I spent some time in Knoxville and got to know firsthand how pleasant the people are and how proud they are to maintain the tradition of the apple stack cake. Everyone knows it, and the routine that they follow to make and serve it is serious business.
It's an unusual and labor-intensive cake. First of all, the dough is rolled out like a cookie. It bakes into a pretty hard disk that will get mildly saturated with dried apples reconstituted with spices and sugar. The apples can't be fresh, and cheating the drying process is not acceptable. Electric fruit dehydrators save the effort of sun-drying apples on the porch or rigging an elaborate clothesline system in the attic—all methods I was told about by people who have seen it done.
One important element of the stack cake is timing. It must be wrapped and left in the refrigerator at least overnight, longer if possible. Whether you wrap it with wax paper and dish towels, aluminum foil, or plastic wrap, one way or another, keep it well covered so the moisture won't escape.

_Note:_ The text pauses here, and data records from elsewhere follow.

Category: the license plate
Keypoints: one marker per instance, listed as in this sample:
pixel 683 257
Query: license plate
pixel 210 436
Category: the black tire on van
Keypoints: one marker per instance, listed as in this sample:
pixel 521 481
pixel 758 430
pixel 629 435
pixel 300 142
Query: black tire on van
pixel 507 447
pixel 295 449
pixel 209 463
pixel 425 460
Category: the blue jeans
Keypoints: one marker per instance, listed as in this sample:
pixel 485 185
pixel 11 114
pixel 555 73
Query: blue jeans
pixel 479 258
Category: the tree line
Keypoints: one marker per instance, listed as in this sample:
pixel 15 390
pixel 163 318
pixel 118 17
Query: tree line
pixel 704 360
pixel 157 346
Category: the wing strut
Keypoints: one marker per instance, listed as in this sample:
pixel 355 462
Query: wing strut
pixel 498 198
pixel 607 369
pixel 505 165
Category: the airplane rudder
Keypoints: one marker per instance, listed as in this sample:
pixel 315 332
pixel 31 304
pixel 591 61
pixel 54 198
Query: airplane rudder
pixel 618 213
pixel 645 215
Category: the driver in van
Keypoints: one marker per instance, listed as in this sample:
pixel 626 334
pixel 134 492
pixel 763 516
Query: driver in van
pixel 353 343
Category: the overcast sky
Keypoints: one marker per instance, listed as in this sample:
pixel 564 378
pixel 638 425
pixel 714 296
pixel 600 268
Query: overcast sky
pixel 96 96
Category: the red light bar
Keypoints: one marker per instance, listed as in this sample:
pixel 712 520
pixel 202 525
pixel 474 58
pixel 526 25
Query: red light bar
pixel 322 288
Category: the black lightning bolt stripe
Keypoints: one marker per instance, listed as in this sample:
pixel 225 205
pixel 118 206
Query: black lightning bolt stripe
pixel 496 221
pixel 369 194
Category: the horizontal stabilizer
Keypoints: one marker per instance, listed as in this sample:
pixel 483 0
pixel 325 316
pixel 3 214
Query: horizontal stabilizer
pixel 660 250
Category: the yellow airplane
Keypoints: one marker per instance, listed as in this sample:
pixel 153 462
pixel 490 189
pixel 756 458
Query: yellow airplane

Ideally, you should dry the apples yourself in a fruit-dehydrating machine. If that's not an option, go for store-bought dried apples. Don't cop out and buy applesauce, because the secret to the stack cake is not just what absorbs into the cake, but what doesn't. Jarred applesauce gets lost in the layers, leaving only a soggy stack. Although success isn't guaranteed, you can try to make dried apple slices in the oven. Peel and thinly slice 15 to 20 fresh apples (I like Gala or Cortland). Place them, without overlapping, on a baking sheet lined with parchment paper, and bake in a 225°F oven for up to 4 hours or until dried.